EP0496367B1 - Composite conductor having heat resistance and oxidation resistance and method of manufacturing the same

Info

Publication number: EP0496367B1
Application number: EP92100988A
Authority: EP
Inventors: Kazuo c/o Itami Works Sawada; Shinji c/o Itami Works Inazawa; Kouichi c/o Itami Works Yamada
Original assignee: Sumitomo Electric Industries Ltd
Current assignee: Sumitomo Electric Industries Ltd
Priority date: 1991-01-24
Filing date: 1992-01-22
Publication date: 1997-11-05
Anticipated expiration: 2012-01-22
Also published as: EP0496367A2; US5443905A; EP0496367A3; DE69222960T2; JPH04248207A; DE69222960D1; US5477610A; CA2059862C

Description

Field of the Invention

The present invention relates to an electric conductor, which can be used under a high temperature and/or in an oxidizing atmosphere.

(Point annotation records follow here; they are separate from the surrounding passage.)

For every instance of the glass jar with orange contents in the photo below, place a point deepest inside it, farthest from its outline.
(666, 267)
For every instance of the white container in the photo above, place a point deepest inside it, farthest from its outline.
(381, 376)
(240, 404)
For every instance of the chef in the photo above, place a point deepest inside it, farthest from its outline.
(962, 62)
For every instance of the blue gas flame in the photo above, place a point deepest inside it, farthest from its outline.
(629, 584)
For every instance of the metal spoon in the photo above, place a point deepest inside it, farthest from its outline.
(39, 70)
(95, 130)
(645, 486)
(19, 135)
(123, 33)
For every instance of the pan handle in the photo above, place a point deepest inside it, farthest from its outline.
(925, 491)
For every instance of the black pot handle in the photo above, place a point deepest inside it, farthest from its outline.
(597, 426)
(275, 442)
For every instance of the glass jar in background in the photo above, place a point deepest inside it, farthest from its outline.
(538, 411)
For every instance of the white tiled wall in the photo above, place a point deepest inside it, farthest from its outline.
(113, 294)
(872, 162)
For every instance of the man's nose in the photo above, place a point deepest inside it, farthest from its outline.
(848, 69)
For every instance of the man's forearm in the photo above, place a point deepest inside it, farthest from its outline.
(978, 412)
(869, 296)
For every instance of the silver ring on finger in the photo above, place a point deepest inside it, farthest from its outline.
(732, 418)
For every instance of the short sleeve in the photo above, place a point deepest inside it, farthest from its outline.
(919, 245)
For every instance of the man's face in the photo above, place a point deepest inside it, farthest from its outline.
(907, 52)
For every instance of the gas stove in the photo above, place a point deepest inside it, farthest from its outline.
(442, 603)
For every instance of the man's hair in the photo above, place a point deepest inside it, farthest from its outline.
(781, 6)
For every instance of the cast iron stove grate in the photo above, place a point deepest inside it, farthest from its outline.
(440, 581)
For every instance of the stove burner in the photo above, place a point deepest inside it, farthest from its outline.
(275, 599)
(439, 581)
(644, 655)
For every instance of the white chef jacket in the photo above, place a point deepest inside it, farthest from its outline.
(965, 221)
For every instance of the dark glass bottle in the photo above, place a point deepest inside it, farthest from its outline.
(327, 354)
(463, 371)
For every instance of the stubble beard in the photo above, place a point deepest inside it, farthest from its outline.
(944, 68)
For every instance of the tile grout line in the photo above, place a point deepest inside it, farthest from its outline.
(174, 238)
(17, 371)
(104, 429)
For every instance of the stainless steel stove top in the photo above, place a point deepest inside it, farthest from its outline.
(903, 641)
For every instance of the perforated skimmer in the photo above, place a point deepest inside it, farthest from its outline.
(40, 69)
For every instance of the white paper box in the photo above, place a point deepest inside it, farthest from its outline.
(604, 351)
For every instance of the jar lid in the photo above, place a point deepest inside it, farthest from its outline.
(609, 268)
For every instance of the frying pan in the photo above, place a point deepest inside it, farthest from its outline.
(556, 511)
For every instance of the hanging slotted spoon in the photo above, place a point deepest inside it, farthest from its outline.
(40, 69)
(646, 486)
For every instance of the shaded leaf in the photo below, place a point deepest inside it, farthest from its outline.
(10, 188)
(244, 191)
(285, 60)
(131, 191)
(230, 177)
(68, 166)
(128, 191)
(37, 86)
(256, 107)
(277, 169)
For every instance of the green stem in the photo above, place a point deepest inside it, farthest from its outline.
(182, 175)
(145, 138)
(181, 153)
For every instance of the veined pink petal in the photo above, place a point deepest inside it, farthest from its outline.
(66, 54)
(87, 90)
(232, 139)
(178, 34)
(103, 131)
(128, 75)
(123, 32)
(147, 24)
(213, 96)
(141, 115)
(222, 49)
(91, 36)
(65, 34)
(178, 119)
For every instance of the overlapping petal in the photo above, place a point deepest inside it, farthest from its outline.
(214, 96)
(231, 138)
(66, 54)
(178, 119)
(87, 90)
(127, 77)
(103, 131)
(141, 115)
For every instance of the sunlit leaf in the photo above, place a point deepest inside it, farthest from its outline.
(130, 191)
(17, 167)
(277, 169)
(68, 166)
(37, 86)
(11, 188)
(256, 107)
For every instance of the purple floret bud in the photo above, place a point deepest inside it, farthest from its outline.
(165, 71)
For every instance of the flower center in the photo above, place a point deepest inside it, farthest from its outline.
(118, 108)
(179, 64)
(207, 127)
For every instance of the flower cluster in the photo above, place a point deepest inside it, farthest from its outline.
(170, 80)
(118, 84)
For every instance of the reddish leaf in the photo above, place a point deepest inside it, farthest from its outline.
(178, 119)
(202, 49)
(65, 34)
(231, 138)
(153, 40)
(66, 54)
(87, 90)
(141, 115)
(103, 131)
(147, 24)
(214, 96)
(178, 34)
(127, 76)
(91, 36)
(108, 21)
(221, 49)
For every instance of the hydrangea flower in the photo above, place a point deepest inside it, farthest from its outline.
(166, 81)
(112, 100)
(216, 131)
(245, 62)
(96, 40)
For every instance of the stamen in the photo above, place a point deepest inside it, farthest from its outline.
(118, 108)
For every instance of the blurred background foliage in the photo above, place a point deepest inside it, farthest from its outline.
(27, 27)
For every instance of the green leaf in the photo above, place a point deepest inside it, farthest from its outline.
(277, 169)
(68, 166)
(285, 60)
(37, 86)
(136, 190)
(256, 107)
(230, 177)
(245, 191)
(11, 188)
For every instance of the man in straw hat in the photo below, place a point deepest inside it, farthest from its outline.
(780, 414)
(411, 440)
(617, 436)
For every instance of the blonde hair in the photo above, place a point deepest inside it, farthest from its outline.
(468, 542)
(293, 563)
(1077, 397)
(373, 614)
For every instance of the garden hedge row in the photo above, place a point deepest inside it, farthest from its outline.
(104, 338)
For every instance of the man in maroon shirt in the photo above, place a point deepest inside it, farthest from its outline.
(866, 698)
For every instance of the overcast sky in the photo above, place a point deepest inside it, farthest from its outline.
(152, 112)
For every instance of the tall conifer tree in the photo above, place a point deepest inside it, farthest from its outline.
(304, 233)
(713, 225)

Description of the Background Art

An electric conductor is generally made of aluminum, an aluminum alloy, copper or a copper alloy. However, aluminum has a low melting point of 660°C and exhibits no strength under a high temperature. An aluminum alloy also has similar problems. On the other hand, copper has a melting point of 1063°C and is superior to aluminum in strength against a high temperature, while the same is easily oxidized under a high temperature. A copper alloy also has a similar problem. Thus, a heat-resistant conductor is formed by a nickel-plated copper wire which is made of copper having a nickel-plated surface.
However, although such a nickel-plated copper wire causes no problem when the same is used at about 400°C, its conductive property is reduced under a higher temperature due to diffusion and alloying of copper and nickel. When the wire is used at 600°C for 2000 hours, for example, its conductivity is reduced by about 20 %. While platinum and gold have no such problem, it is inadvisable to put these materials into practice since the same are extremely high-priced.
EP-A-0 170 440 and EP-A-0 179 527 disclose both temperature resistant composite conductors. However, the problem is that diffusion between the components of the composite material could arise and deteriorate the conductivity of the conductor.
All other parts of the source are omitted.